Product Security Engineer (Kubernetes )

Company Description

Mirantis is an open cloud company that helps organizations achieve digital self determination by giving them complete control over their strategic infrastructure. The company combines intelligent automation and cloud-native expertise for managing and operating virtual machines, containers, Kubernetes, and cloud environments.

We empower developers and innovators to create extraordinary products and services by automating the discovery, integration, and operation of the best cloud and open source technologies for their unique needs.

https://www.mirantis.com/

Job Description

We are seeking a talented and experienced Product Security Engineer specializing in Kubernetes to join our team in Poznań, Poland. In this role, you will be responsible for ensuring the security of our containerized environments and Kubernetes clusters, conducting penetration testing, and driving our security initiatives forward.

• Perform penetration testing on Kubernetes workloads and containerized environments to identify and address vulnerabilities
• Strengthen the security of Kubernetes clusters by evaluating configurations, implementing best practices, and addressing runtime security concerns
• Prioritize and remediate vulnerabilities across Kubernetes clusters and related components, collaborating closely with engineering teams
• Drive efforts to meet and maintain industry security certifications (e.g., SOC 2, ISO 27001) and ensure alignment with Kubernetes security benchmarks
• Work cross-functionally with product and engineering teams to embed security throughout the development lifecycle
• Create and maintain a long-term security strategy that addresses emerging threats and aligns with company-wide security initiatives
• Monitor developments in Kubernetes security and implement relevant improvements
• Support sales and customer teams by explaining security features and addressing customer concerns about security or compliance
• Contribute to the development of secure coding practices and provide feedback on vulnerability fixes

Qualifications

• Minimum of 5 years of experience in application security, penetration testing, or a related role, with a focus on Kubernetes or containerized environments
• Deep understanding of Kubernetes architecture, including components like kubelet, kube-apiserver, etcd, and networking within Kubernetes clusters
• Proven ability to conduct penetration tests in Kubernetes and containerized environments, identifying and remediating vulnerabilities
• Strong programming or scripting skills (e.g., Python, Go) for automating security testing and remediation in Kubernetes environments
• Experience with cloud platforms (AWS, Azure, GCP) and their Kubernetes offerings (e.g., EKS, AKS, GKE)
• Knowledge of compliance standards and security frameworks relevant to Kubernetes environments
• Familiarity with DevSecOps practices and CI/CD pipeline security integration
• Excellent communication skills for engaging with internal stakeholders and external customers
• Analytical mindset with a detail-oriented approach to problem-solving
• Collaborative spirit and ability to work effectively in cross-functional teams

Preferred Certifications:

• Offensive Security Certified Professional (OSCP)
• GIAC Kubernetes and Cloud-Native Security (GKS)
• Certified Kubernetes Security Specialist (CKS)
• Offensive Security Web Expert (OSWE)
• GIAC Web Application Penetration Tester (GWAPT)

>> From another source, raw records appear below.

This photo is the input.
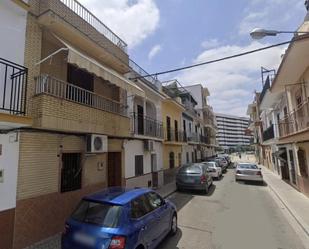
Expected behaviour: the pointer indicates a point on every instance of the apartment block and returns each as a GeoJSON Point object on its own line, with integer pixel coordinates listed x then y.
{"type": "Point", "coordinates": [232, 131]}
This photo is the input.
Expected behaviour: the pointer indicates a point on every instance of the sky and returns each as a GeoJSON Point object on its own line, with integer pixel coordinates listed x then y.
{"type": "Point", "coordinates": [166, 34]}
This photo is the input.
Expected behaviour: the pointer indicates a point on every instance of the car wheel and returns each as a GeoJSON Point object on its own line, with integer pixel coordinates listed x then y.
{"type": "Point", "coordinates": [174, 225]}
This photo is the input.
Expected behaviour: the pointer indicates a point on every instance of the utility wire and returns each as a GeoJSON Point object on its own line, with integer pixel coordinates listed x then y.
{"type": "Point", "coordinates": [224, 58]}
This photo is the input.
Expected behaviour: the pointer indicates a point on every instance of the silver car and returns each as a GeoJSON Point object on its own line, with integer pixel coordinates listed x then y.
{"type": "Point", "coordinates": [194, 177]}
{"type": "Point", "coordinates": [248, 172]}
{"type": "Point", "coordinates": [214, 169]}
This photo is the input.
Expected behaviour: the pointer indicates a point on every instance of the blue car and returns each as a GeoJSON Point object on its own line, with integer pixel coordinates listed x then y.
{"type": "Point", "coordinates": [120, 218]}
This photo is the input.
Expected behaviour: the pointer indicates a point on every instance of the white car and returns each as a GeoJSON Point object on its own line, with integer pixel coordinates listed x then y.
{"type": "Point", "coordinates": [214, 170]}
{"type": "Point", "coordinates": [248, 172]}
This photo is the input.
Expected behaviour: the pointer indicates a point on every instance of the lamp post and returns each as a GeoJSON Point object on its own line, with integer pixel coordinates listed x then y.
{"type": "Point", "coordinates": [259, 33]}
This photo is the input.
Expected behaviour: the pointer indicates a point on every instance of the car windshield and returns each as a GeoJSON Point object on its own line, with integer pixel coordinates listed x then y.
{"type": "Point", "coordinates": [247, 166]}
{"type": "Point", "coordinates": [97, 213]}
{"type": "Point", "coordinates": [192, 169]}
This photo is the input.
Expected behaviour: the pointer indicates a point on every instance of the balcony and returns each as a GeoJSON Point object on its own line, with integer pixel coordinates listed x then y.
{"type": "Point", "coordinates": [13, 84]}
{"type": "Point", "coordinates": [146, 126]}
{"type": "Point", "coordinates": [59, 105]}
{"type": "Point", "coordinates": [268, 133]}
{"type": "Point", "coordinates": [172, 135]}
{"type": "Point", "coordinates": [150, 81]}
{"type": "Point", "coordinates": [71, 21]}
{"type": "Point", "coordinates": [296, 121]}
{"type": "Point", "coordinates": [193, 137]}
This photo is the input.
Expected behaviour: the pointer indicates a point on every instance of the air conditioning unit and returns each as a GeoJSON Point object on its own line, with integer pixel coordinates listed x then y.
{"type": "Point", "coordinates": [96, 143]}
{"type": "Point", "coordinates": [148, 145]}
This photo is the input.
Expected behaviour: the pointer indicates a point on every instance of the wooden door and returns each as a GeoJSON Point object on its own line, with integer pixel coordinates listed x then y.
{"type": "Point", "coordinates": [114, 169]}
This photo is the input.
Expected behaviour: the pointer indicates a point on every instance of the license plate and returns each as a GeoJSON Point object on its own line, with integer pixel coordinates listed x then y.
{"type": "Point", "coordinates": [84, 239]}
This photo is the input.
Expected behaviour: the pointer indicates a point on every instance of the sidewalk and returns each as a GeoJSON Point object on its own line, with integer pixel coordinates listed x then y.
{"type": "Point", "coordinates": [167, 189]}
{"type": "Point", "coordinates": [296, 203]}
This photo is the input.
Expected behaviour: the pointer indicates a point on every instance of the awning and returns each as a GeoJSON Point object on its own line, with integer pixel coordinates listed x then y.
{"type": "Point", "coordinates": [91, 65]}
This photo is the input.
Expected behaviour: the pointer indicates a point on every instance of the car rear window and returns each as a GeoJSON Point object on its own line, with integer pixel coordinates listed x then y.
{"type": "Point", "coordinates": [194, 169]}
{"type": "Point", "coordinates": [247, 166]}
{"type": "Point", "coordinates": [100, 214]}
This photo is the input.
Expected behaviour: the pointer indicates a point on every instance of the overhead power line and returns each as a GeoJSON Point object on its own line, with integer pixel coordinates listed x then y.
{"type": "Point", "coordinates": [224, 58]}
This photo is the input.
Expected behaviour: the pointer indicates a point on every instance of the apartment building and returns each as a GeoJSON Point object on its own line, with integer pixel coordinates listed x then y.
{"type": "Point", "coordinates": [77, 96]}
{"type": "Point", "coordinates": [284, 116]}
{"type": "Point", "coordinates": [232, 131]}
{"type": "Point", "coordinates": [174, 137]}
{"type": "Point", "coordinates": [13, 81]}
{"type": "Point", "coordinates": [144, 153]}
{"type": "Point", "coordinates": [206, 119]}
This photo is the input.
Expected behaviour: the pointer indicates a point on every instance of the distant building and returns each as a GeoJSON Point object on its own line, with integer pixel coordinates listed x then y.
{"type": "Point", "coordinates": [232, 131]}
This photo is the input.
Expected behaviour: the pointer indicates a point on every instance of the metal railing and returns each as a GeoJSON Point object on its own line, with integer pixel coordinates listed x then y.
{"type": "Point", "coordinates": [172, 135]}
{"type": "Point", "coordinates": [146, 126]}
{"type": "Point", "coordinates": [269, 133]}
{"type": "Point", "coordinates": [151, 80]}
{"type": "Point", "coordinates": [13, 87]}
{"type": "Point", "coordinates": [86, 15]}
{"type": "Point", "coordinates": [193, 137]}
{"type": "Point", "coordinates": [295, 121]}
{"type": "Point", "coordinates": [64, 90]}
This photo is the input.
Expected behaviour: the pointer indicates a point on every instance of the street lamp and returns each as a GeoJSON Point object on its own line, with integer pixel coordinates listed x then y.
{"type": "Point", "coordinates": [259, 33]}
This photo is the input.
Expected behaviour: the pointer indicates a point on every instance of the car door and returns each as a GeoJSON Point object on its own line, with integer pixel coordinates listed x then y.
{"type": "Point", "coordinates": [144, 220]}
{"type": "Point", "coordinates": [162, 212]}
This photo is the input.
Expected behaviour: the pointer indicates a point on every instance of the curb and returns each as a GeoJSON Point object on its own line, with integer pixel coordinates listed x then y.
{"type": "Point", "coordinates": [290, 210]}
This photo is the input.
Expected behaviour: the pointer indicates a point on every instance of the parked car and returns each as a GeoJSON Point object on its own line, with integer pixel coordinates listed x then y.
{"type": "Point", "coordinates": [223, 163]}
{"type": "Point", "coordinates": [119, 218]}
{"type": "Point", "coordinates": [193, 177]}
{"type": "Point", "coordinates": [214, 169]}
{"type": "Point", "coordinates": [248, 172]}
{"type": "Point", "coordinates": [227, 157]}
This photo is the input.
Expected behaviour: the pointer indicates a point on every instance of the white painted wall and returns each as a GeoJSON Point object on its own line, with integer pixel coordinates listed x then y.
{"type": "Point", "coordinates": [136, 147]}
{"type": "Point", "coordinates": [9, 163]}
{"type": "Point", "coordinates": [12, 30]}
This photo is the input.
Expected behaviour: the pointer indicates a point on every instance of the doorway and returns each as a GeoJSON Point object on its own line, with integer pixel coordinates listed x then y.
{"type": "Point", "coordinates": [293, 172]}
{"type": "Point", "coordinates": [140, 120]}
{"type": "Point", "coordinates": [155, 180]}
{"type": "Point", "coordinates": [114, 169]}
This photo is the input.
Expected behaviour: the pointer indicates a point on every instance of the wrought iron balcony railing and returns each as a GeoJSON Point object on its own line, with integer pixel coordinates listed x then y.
{"type": "Point", "coordinates": [13, 86]}
{"type": "Point", "coordinates": [64, 90]}
{"type": "Point", "coordinates": [151, 81]}
{"type": "Point", "coordinates": [268, 133]}
{"type": "Point", "coordinates": [146, 126]}
{"type": "Point", "coordinates": [172, 135]}
{"type": "Point", "coordinates": [295, 121]}
{"type": "Point", "coordinates": [193, 137]}
{"type": "Point", "coordinates": [85, 14]}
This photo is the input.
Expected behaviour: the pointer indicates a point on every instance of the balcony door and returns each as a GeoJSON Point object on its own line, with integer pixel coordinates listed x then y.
{"type": "Point", "coordinates": [168, 128]}
{"type": "Point", "coordinates": [176, 130]}
{"type": "Point", "coordinates": [140, 120]}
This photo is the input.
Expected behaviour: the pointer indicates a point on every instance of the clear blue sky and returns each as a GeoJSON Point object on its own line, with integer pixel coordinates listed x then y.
{"type": "Point", "coordinates": [165, 34]}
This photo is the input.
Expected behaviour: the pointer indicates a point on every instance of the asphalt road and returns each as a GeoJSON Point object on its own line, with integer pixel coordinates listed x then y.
{"type": "Point", "coordinates": [233, 216]}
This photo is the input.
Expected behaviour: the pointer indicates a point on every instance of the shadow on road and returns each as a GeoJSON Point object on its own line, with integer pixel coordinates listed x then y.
{"type": "Point", "coordinates": [180, 199]}
{"type": "Point", "coordinates": [171, 242]}
{"type": "Point", "coordinates": [260, 184]}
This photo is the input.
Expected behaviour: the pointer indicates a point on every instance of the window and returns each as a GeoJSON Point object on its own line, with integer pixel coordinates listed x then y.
{"type": "Point", "coordinates": [172, 160]}
{"type": "Point", "coordinates": [155, 200]}
{"type": "Point", "coordinates": [168, 128]}
{"type": "Point", "coordinates": [71, 172]}
{"type": "Point", "coordinates": [140, 207]}
{"type": "Point", "coordinates": [97, 213]}
{"type": "Point", "coordinates": [139, 165]}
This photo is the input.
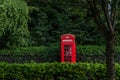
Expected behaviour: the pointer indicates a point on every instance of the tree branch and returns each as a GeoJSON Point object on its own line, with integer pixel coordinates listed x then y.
{"type": "Point", "coordinates": [95, 13]}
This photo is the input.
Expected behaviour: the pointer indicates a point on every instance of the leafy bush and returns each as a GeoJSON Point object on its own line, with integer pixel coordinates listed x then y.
{"type": "Point", "coordinates": [55, 71]}
{"type": "Point", "coordinates": [13, 23]}
{"type": "Point", "coordinates": [52, 54]}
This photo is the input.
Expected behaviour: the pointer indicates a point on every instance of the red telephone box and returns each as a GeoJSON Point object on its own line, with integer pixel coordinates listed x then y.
{"type": "Point", "coordinates": [68, 48]}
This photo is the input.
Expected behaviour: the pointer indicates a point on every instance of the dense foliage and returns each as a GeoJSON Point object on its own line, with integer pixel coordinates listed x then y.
{"type": "Point", "coordinates": [50, 19]}
{"type": "Point", "coordinates": [13, 23]}
{"type": "Point", "coordinates": [54, 71]}
{"type": "Point", "coordinates": [52, 54]}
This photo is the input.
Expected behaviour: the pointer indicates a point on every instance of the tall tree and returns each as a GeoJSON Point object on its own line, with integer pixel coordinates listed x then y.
{"type": "Point", "coordinates": [104, 13]}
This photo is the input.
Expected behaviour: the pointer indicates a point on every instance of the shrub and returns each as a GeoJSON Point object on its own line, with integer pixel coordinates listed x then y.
{"type": "Point", "coordinates": [13, 23]}
{"type": "Point", "coordinates": [52, 54]}
{"type": "Point", "coordinates": [53, 71]}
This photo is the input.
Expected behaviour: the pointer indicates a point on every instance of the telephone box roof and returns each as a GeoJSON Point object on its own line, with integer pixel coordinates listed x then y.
{"type": "Point", "coordinates": [67, 36]}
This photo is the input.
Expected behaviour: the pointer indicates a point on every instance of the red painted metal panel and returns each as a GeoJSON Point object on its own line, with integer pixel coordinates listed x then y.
{"type": "Point", "coordinates": [68, 48]}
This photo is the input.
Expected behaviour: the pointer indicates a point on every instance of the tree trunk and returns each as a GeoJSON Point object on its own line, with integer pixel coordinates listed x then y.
{"type": "Point", "coordinates": [110, 63]}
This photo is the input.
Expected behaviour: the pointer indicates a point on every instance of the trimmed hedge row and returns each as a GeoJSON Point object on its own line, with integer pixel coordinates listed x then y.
{"type": "Point", "coordinates": [54, 71]}
{"type": "Point", "coordinates": [52, 54]}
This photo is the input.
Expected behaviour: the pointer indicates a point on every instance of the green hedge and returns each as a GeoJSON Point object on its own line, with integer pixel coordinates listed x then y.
{"type": "Point", "coordinates": [52, 54]}
{"type": "Point", "coordinates": [54, 71]}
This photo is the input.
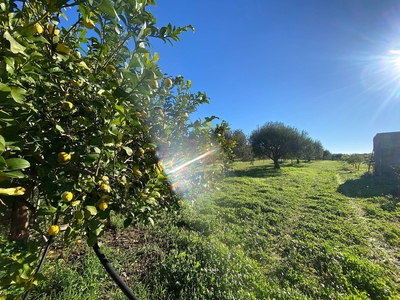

Additional Qualifications:

• Experience contributing to or maintaining open-source Kubernetes-related projects
• Proven track record of implementing innovative security solutions in complex environments

Additional Information

What does Mirantis offer you?

• Work with an established Silicon Valley leader in the cloud infrastructure industry.
• Work with exceptionally passionate, talented and engaging colleagues, helping Fortune 500 and Global 2000 customers implement next-generation cloud technologies.
• Be a part of cutting-edge, open-source innovation.
• Thrive in the high-energy environment of a young company where openness, collaboration, risk-taking, and continuous growth are valued.
• Receive a competitive compensation package with strong benefits plan

We are a Leader for Container Management in G2 (#2 after AWS)!